Vuoi sapere chi le ha realizzate? Mio nonno che era fabbro e che ha utilizzato il legno di ulivo insieme al metallo lavorato da lui.

C’è il mio cuore tra quelle pagine, sono istantanee di una vita.

 

Tra le tante attività da te svolte, ci sono anche esperienze con bambini diversamente abili. Credi che la cucina, a suo modo, possa avere un potere terapeutico?

È stata una delle esperienze più belle ed intense della mia vita. Grazie all’associazione Care4Kids, ho avuto la possibilità di fare delle cooking class con dei bambini affetti da patologie, anche molto gravi.

Ricordo un episodio che ancora adesso mi emoziona molto. Dopo una cooking class di spaghetti alla chitarra, mi sono ritrovata da sola con uno dei bambini partecipanti. Mentre lo aiutavo ad assaggiare il piatto che avevamo realizzato insieme, mi ha guardato con gli occhi pieni di gratitudine e felicità.

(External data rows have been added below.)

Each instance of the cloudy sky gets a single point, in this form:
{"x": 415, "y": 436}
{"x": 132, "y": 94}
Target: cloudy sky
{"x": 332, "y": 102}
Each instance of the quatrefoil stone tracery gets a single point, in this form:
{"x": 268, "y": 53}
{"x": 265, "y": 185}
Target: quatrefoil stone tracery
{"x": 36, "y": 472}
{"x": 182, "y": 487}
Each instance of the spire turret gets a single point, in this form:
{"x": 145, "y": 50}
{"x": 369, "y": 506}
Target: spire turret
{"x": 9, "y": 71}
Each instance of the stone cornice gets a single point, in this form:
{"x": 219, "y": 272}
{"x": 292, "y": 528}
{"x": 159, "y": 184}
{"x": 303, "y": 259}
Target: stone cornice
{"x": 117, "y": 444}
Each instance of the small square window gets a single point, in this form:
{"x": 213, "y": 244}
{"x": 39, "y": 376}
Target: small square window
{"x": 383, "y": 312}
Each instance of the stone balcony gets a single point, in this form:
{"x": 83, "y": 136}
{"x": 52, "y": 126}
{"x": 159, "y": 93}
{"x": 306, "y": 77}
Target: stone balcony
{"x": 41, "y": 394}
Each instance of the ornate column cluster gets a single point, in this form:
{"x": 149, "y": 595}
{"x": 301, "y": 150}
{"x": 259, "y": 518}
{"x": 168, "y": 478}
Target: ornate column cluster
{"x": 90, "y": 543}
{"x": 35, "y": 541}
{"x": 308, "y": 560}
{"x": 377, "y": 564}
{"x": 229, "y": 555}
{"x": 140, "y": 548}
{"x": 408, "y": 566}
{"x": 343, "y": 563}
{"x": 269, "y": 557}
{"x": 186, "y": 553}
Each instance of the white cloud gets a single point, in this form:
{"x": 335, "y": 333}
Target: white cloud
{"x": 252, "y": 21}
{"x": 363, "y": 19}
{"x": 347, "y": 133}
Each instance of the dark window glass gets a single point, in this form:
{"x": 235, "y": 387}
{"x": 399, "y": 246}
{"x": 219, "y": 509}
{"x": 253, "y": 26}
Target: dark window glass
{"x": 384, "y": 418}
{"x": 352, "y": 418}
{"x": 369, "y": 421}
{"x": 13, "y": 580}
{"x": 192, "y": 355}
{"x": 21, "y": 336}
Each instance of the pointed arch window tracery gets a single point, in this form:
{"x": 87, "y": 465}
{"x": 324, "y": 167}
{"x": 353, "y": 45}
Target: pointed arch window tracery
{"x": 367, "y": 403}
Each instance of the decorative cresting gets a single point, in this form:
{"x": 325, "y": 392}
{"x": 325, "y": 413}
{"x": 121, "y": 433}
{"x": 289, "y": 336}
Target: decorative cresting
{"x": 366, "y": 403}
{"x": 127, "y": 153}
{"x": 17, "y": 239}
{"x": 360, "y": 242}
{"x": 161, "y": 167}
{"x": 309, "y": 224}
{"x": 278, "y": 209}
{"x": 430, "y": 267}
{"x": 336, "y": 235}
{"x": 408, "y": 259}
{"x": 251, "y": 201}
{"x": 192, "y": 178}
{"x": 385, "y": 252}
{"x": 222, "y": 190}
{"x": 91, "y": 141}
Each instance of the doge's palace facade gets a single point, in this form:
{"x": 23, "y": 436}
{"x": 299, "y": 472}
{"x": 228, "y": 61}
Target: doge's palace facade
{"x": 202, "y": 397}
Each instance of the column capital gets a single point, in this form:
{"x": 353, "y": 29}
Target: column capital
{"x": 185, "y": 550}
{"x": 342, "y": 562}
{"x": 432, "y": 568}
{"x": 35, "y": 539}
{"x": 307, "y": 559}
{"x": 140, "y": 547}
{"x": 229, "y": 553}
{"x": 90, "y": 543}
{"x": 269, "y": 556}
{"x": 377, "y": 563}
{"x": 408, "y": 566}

In quel momento, è stato come se il mondo si fosse fermato.

Il cibo è estremamente terapeutico, attraverso di esso si possono trasmettere vibrazioni di ogni tipo.

Da qualche anno, infatti, ho deciso di portare avanti un approccio olistico incentrato proprio sul potere del cibo e su ciò che si riesce a trasmettere tramite il cibo.

 

Salutiamo Antonella Barbella con la domanda di rito. Se dovessi scegliere un piatto a cui ti senti particolarmente legata, quale sceglieresti e perché?

Ti dico la pasta con aglio, olio e peperoncino dolce.

In questa preparazione, apparentemente facile, l’aglio non deve friggere, deve semplicemente rimanere in infusione nell’olio. Aggiungendo poi, un po’ di acqua di cottura della pasta al misto di olio, aglio e peperoncino dolce, si ottiene un piatto davvero delizioso.

Questi sono i sapori che mi ricordano la mia terra e le mie origini di cui vado sempre fiera.